If user risk is a high priority in your business, invest 45 minutes in this webcast recording here.
Take a look at your UAR process and governance and consider some of the rapid response suggestions. As our business environment and threats are shifting, now is the time to raise the bar on how we manage risk.
Thanks for reading….
We were delighted to be sent numerous engaging questions from those who attended the session. We thought the answers might be of interest to the wider audience, so we have collated the ones with common themes with greatest relevance below:
1) How long does it take to do a one time UaR for a company of 10,000 employees?
This will vary per organisation. From the moment we get the required data delivered it will take 1 week to provide the results of the analysis to you and your organisation. Typically we will allow your ‘attesters’ to look at and work with the material for 2 weeks and after that we will provide you with the resulting reports. So a duration of 4 weeks is realistic. Preparation of the required data and any correcting action upon the UAR results of course will be different per organisation.
2) Isn’t the simple answer to ensure the HR processes are working in a timely manner?

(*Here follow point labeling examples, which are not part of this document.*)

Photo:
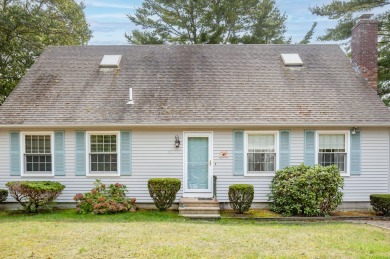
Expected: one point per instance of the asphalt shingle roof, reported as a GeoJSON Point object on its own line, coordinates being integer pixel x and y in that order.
{"type": "Point", "coordinates": [194, 84]}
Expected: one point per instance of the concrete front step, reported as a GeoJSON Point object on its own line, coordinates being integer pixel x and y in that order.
{"type": "Point", "coordinates": [199, 208]}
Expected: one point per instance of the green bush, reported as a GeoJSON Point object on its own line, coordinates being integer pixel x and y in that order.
{"type": "Point", "coordinates": [241, 197]}
{"type": "Point", "coordinates": [306, 190]}
{"type": "Point", "coordinates": [104, 199]}
{"type": "Point", "coordinates": [163, 191]}
{"type": "Point", "coordinates": [35, 194]}
{"type": "Point", "coordinates": [381, 203]}
{"type": "Point", "coordinates": [3, 195]}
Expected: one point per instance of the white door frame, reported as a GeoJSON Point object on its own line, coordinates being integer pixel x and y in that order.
{"type": "Point", "coordinates": [201, 193]}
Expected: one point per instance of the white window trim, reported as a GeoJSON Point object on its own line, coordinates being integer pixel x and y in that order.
{"type": "Point", "coordinates": [23, 152]}
{"type": "Point", "coordinates": [276, 133]}
{"type": "Point", "coordinates": [347, 143]}
{"type": "Point", "coordinates": [88, 148]}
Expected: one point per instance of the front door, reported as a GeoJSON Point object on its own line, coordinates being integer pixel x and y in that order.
{"type": "Point", "coordinates": [198, 164]}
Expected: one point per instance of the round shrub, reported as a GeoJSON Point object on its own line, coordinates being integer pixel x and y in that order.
{"type": "Point", "coordinates": [381, 203]}
{"type": "Point", "coordinates": [3, 195]}
{"type": "Point", "coordinates": [163, 191]}
{"type": "Point", "coordinates": [35, 194]}
{"type": "Point", "coordinates": [306, 190]}
{"type": "Point", "coordinates": [241, 197]}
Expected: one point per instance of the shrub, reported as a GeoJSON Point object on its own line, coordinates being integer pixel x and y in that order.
{"type": "Point", "coordinates": [3, 195]}
{"type": "Point", "coordinates": [381, 203]}
{"type": "Point", "coordinates": [163, 191]}
{"type": "Point", "coordinates": [104, 199]}
{"type": "Point", "coordinates": [306, 190]}
{"type": "Point", "coordinates": [35, 194]}
{"type": "Point", "coordinates": [241, 197]}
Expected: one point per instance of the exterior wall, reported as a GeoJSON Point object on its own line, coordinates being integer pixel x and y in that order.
{"type": "Point", "coordinates": [154, 155]}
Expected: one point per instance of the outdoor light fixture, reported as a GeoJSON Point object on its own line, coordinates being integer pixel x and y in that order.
{"type": "Point", "coordinates": [177, 141]}
{"type": "Point", "coordinates": [354, 130]}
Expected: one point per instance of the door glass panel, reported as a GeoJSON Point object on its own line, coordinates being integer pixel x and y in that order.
{"type": "Point", "coordinates": [198, 156]}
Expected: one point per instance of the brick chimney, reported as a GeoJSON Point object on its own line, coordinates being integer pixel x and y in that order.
{"type": "Point", "coordinates": [364, 48]}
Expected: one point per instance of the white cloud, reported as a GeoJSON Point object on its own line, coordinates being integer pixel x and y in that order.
{"type": "Point", "coordinates": [111, 4]}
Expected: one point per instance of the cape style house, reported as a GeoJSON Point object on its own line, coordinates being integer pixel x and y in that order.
{"type": "Point", "coordinates": [210, 115]}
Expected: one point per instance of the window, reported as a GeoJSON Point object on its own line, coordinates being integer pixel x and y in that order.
{"type": "Point", "coordinates": [261, 152]}
{"type": "Point", "coordinates": [103, 155]}
{"type": "Point", "coordinates": [37, 154]}
{"type": "Point", "coordinates": [332, 150]}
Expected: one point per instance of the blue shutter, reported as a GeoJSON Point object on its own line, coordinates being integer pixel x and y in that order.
{"type": "Point", "coordinates": [125, 153]}
{"type": "Point", "coordinates": [15, 155]}
{"type": "Point", "coordinates": [59, 153]}
{"type": "Point", "coordinates": [355, 153]}
{"type": "Point", "coordinates": [310, 152]}
{"type": "Point", "coordinates": [81, 153]}
{"type": "Point", "coordinates": [238, 152]}
{"type": "Point", "coordinates": [284, 148]}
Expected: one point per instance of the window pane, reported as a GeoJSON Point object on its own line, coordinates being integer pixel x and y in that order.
{"type": "Point", "coordinates": [338, 159]}
{"type": "Point", "coordinates": [38, 149]}
{"type": "Point", "coordinates": [102, 158]}
{"type": "Point", "coordinates": [28, 144]}
{"type": "Point", "coordinates": [332, 142]}
{"type": "Point", "coordinates": [47, 145]}
{"type": "Point", "coordinates": [261, 162]}
{"type": "Point", "coordinates": [261, 143]}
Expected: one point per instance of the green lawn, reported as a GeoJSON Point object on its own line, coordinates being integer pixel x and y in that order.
{"type": "Point", "coordinates": [65, 234]}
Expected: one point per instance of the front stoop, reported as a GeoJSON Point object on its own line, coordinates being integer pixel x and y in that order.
{"type": "Point", "coordinates": [196, 208]}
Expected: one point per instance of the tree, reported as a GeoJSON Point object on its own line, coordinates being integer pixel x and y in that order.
{"type": "Point", "coordinates": [208, 22]}
{"type": "Point", "coordinates": [347, 13]}
{"type": "Point", "coordinates": [309, 34]}
{"type": "Point", "coordinates": [28, 26]}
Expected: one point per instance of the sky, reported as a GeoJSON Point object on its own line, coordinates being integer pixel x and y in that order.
{"type": "Point", "coordinates": [109, 23]}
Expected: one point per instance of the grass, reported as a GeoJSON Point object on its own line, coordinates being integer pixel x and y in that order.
{"type": "Point", "coordinates": [151, 234]}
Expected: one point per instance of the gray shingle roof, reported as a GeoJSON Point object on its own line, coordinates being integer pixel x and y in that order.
{"type": "Point", "coordinates": [194, 84]}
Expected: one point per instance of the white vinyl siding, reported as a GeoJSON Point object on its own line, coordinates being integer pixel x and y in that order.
{"type": "Point", "coordinates": [332, 149]}
{"type": "Point", "coordinates": [154, 155]}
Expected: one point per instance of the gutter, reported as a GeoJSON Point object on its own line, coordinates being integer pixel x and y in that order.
{"type": "Point", "coordinates": [196, 125]}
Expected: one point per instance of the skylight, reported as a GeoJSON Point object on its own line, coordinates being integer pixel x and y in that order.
{"type": "Point", "coordinates": [110, 61]}
{"type": "Point", "coordinates": [291, 60]}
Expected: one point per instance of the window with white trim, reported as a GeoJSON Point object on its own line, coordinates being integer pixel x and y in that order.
{"type": "Point", "coordinates": [37, 154]}
{"type": "Point", "coordinates": [261, 153]}
{"type": "Point", "coordinates": [332, 150]}
{"type": "Point", "coordinates": [103, 156]}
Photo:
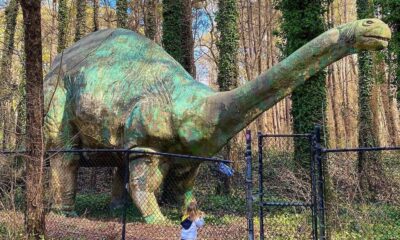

It can definitely help, especially for “Joiners” which is a predictable process, and the joiners will also ‘alert’ if they don’t have the access to start their job.
But typically HR-systems at best have the notion of a persons job function and no “intelligence” on details of required application access. This is a process or line managers decision.
For Movers, this is even more complicated as it includes questions of changed access requirements and the potential need for temporary overlap.
One would expect Leavers information in HR to be accurate, but again the granularity of the access that needs to be removed and by when is far more complex (think of garden leave, end of contract falling on a weekend, etc.)
And what about temp staff who are not covered by HR processes?
3) It’s not enough to review, you need to remove access automatically. How can you do this without a new IDM system?
Yes, in a business-as-usual implementation, removing access automatically as result of an UAR should certainly be something we strive for.
A signal to an IDM is an option, assuming the IDM has the capability to manage ALL identities and access rights for a user in ALL applications, office suites and other company platforms (e.g. intranet).
But a good UAR implementation can also trigger this by firing automated de-provisioning commands to any number of access managing functions.
Combining UAR with an adequate access request and approval system with automated provisioning, can be a pragmatic alternative to a full blown IDM system.